- 597 Okunma
- 2 Yorum
- 0 Beğeni
dua.....
Rabbim kötü şeyler yapmaktan kötü söz söylemekten yalnızca sana sığınırım sen bizleri koru yar ve yardımcımız ol allah ım
Çağırmak, seslenmek, istemek, yardım talep etmektir dua.
Allah’ın yüceliği karşısında kulun aczini itiraf etmesi, sevgi ve saygı duyguları içinde lütuf ve yardımını dilemesidir.
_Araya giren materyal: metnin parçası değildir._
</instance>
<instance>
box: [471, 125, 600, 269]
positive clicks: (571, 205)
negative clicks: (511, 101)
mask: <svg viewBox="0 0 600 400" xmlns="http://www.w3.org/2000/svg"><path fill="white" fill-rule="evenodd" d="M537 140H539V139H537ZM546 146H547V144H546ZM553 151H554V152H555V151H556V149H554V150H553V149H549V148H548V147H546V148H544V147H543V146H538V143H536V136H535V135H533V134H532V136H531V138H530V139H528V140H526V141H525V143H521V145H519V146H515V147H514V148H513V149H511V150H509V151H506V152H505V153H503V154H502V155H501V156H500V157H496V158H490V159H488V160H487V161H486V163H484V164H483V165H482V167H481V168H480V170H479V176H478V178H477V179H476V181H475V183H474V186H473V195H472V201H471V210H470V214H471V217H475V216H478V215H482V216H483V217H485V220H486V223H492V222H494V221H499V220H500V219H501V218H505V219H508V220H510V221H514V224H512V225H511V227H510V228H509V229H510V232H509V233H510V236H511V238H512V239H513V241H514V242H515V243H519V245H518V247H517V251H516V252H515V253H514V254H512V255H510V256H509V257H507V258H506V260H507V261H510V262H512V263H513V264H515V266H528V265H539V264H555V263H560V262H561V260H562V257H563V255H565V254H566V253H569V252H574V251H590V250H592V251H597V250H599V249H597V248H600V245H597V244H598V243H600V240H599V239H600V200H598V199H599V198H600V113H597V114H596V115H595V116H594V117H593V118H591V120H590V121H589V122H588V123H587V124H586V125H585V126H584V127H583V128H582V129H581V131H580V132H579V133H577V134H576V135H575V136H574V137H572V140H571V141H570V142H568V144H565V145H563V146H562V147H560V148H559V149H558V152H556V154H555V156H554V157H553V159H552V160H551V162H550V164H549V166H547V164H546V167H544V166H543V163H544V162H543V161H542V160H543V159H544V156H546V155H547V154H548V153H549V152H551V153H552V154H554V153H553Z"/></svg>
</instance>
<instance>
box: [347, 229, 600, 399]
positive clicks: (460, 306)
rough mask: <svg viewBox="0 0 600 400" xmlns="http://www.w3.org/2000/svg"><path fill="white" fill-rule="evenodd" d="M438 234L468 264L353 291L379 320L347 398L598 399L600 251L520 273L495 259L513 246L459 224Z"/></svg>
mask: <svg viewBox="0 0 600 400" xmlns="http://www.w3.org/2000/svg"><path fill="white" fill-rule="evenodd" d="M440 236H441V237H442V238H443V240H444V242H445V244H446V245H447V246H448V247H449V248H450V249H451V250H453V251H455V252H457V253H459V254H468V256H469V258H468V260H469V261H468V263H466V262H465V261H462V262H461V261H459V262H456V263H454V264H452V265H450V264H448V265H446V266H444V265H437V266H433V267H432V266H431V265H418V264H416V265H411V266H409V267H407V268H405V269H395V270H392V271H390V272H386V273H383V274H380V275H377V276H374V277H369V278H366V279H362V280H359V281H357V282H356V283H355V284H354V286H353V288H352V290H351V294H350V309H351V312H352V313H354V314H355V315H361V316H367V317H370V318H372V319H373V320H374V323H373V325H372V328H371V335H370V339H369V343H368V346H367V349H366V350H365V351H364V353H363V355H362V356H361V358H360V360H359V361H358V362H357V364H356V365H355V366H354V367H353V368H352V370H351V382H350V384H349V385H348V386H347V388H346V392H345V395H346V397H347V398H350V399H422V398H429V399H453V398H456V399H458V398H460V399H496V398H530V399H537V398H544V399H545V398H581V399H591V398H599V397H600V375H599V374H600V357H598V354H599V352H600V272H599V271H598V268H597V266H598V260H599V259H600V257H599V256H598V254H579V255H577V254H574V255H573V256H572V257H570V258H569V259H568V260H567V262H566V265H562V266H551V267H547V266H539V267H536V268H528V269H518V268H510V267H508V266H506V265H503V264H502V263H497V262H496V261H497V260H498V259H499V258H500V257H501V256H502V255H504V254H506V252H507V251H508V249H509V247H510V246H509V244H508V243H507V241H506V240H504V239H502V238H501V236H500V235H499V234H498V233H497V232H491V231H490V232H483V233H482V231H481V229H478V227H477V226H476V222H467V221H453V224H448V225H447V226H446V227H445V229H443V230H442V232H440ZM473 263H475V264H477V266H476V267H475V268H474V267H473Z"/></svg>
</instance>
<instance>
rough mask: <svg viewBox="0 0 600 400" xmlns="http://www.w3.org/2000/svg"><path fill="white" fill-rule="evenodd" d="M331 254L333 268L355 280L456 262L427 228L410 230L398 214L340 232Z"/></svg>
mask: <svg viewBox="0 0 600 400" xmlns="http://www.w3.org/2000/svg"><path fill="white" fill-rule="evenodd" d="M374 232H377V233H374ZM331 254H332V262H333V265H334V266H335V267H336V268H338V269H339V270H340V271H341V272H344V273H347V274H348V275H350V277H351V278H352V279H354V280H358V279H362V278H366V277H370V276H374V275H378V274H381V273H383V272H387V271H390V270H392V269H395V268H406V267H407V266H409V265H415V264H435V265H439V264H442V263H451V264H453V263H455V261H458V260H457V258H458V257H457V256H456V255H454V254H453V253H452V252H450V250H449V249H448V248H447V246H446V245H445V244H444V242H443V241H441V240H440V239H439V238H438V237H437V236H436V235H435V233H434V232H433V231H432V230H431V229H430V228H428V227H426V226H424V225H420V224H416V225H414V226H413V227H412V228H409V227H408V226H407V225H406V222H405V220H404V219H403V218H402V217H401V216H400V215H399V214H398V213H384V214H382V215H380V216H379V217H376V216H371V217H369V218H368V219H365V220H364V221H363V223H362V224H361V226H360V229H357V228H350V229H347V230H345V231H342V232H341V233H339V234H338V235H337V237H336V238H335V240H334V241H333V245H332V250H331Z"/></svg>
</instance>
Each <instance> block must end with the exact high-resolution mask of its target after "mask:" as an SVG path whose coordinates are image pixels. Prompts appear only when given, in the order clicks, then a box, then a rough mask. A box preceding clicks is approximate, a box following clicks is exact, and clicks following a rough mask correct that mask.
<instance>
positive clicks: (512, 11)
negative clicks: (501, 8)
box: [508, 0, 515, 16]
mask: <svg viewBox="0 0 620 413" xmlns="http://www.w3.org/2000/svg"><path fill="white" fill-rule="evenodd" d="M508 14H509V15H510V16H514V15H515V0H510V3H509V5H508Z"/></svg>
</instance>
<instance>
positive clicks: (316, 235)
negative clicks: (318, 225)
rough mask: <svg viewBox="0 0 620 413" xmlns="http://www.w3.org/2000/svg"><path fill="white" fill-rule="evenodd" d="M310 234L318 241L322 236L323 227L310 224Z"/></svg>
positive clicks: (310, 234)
Dua, sınırlı ve aciz olan insanın, sınırsız ve sonsuz kudret sahibi olan rabb ile kurduğu iletişim ve köprüdür.
Bu sebepledir ki insan, tarihin hiçbir döneminde duadan uzak kalmamıştır kalmalıdır da. Dua zikirdir, ibadettir. Duanın önemini aksetmek içinse, Peygamber Efendimiz ( s.a.v Dua, İbadetin Özüdür." Buyurmuştur
sahi biz ler sizler en son ne zaman dua ettik? Hayır hayır,namaz dualarını kastetmiyorum. Rabb’ine yönelip, ne zaman O’nunla konuştuk? İlla ki sıkıntıda olmamız mı gerek ki. Huzurluyken de, mutluyken de dua etmeyi, Rabb’imizle konuşmayı neden ihmal ediyoruz.
Biliriz ki Allah, duasında ısrarcı olanı sever. Israr kelimesi ise hep yanlış anlaşılmış ve / veya yanlış yerlerde kullanılmıştır. Doğru olanı yapmak için ısrar etmiyoruz da, neden doğru yapamıyorum diye diretiyoruz hep.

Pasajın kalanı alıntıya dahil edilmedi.